🎙️ Speaker Change Detection using Deep Learning

A Jupyter notebook implementation of speaker change detection using LSTM-based deep learning models on the IEMOCAP dataset.

📋 Overview

This project implements a speaker change detection system using LSTM networks in a Jupyter notebook format.

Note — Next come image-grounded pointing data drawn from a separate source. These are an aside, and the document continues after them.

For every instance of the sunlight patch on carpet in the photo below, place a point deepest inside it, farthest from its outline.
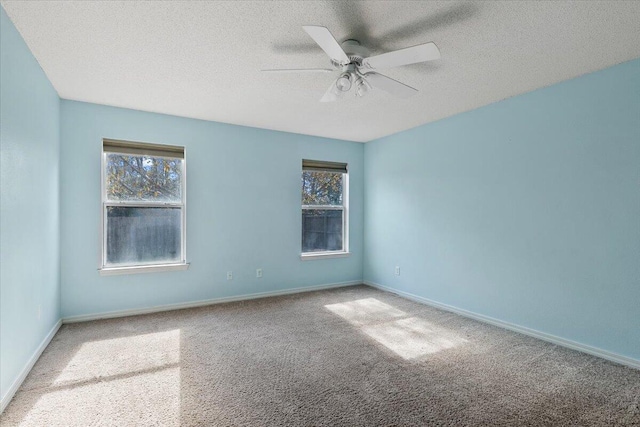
(408, 337)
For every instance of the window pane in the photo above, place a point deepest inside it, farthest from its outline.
(321, 230)
(138, 236)
(321, 188)
(143, 178)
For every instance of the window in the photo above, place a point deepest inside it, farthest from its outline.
(324, 208)
(143, 206)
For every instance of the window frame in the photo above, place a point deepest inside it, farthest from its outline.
(107, 270)
(344, 252)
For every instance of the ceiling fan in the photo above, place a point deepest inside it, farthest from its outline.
(358, 69)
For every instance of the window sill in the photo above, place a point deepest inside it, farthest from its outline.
(114, 271)
(308, 256)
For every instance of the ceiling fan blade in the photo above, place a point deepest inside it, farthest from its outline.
(333, 93)
(410, 55)
(401, 90)
(328, 43)
(299, 70)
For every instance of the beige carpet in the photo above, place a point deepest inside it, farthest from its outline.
(346, 357)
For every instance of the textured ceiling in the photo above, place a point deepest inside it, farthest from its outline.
(202, 59)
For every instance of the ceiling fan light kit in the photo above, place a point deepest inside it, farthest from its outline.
(358, 69)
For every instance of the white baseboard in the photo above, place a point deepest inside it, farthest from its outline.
(27, 367)
(594, 351)
(191, 304)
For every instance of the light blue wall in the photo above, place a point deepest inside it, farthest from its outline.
(29, 206)
(243, 210)
(527, 210)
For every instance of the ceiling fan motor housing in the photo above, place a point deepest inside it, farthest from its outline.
(355, 51)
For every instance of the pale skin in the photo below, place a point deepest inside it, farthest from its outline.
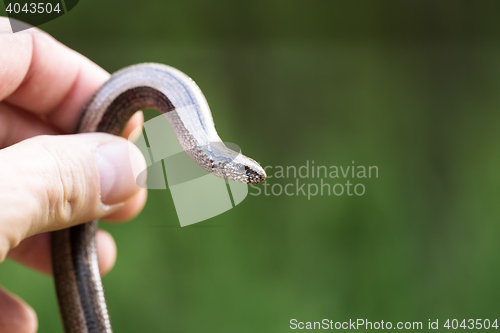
(50, 180)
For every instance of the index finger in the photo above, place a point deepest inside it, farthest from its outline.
(43, 76)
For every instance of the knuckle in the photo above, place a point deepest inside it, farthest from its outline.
(65, 197)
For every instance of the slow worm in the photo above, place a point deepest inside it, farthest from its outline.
(78, 283)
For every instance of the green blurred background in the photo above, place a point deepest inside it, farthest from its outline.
(409, 86)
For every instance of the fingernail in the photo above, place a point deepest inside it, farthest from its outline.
(114, 162)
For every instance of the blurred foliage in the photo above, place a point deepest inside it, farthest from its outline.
(411, 87)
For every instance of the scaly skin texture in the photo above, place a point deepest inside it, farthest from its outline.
(78, 283)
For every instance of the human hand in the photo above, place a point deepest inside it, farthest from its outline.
(51, 181)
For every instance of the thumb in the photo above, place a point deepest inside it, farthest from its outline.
(54, 182)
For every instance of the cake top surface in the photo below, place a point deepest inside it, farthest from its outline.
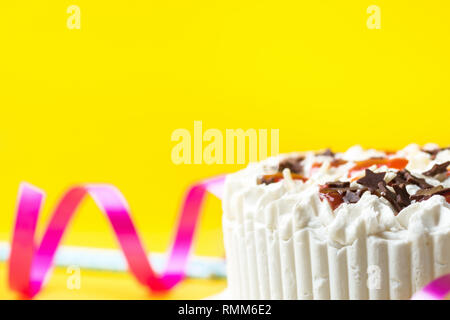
(387, 191)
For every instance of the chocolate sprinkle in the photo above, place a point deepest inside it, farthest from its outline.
(410, 179)
(293, 164)
(437, 169)
(338, 184)
(403, 197)
(371, 179)
(425, 194)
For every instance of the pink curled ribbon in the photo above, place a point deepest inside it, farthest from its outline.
(30, 263)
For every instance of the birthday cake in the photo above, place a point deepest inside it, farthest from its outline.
(362, 224)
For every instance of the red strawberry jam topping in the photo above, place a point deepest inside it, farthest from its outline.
(276, 177)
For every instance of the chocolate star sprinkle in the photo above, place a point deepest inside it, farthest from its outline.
(389, 195)
(437, 169)
(371, 179)
(293, 164)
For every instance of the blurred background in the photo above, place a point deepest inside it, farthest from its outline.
(99, 103)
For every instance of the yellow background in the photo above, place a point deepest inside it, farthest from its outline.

The system processes audio features (MFCC and F0) to identify points in a conversation where speaker transitions occur.

🔧 Prerequisites

Python 3.8+
Jupyter Notebook/Lab
TensorFlow 2.x
librosa
parselmouth
numpy
pandas
matplotlib
scikit-learn
seaborn

📦 Setup

Clone the repository:

git clone https://github.com/danishayman/Speaker-Change-Detection.git
cd Speaker-Change-Detection

Install required packages:

pip install -r requirements.txt

Download the IEMOCAP dataset:
- The dataset can be obtained from Kaggle
- Place the downloaded dataset in your working directory

📓 Notebook Structure

The project is contained in a single Jupyter notebook with the following sections:

Import Libraries: Setting up necessary Python packages
Feature Extraction:
- Loading audio files
- Extracting MFCC and F0 features
- Defining sliding window parameters
Data Preprocessing:
- RTTM parsing
- Label generation
- Dataset splitting
Model Development:
- Building LSTM model
- Training with different window sizes
- Performance evaluation
Results and Analysis:
- Visualization of results
- Confusion matrix analysis
- Comprehensive performance metrics

🚀 Features

🎵 Audio feature extraction (MFCC and F0)
🪟 Sliding window analysis with various sizes (3, 5, 7, 9 frames)
🤖 LSTM-based architecture with batch normalization
📊 Comprehensive evaluation metrics and visualizations
📈 Experiment analysis with different window sizes

💻 Usage

Open the Jupyter notebook:

jupyter notebook speaker_change_detection.ipynb

Ensure your IEMOCAP dataset path is correctly set in the notebook:

base_path = "path/to/your/IEMOCAP/dataset"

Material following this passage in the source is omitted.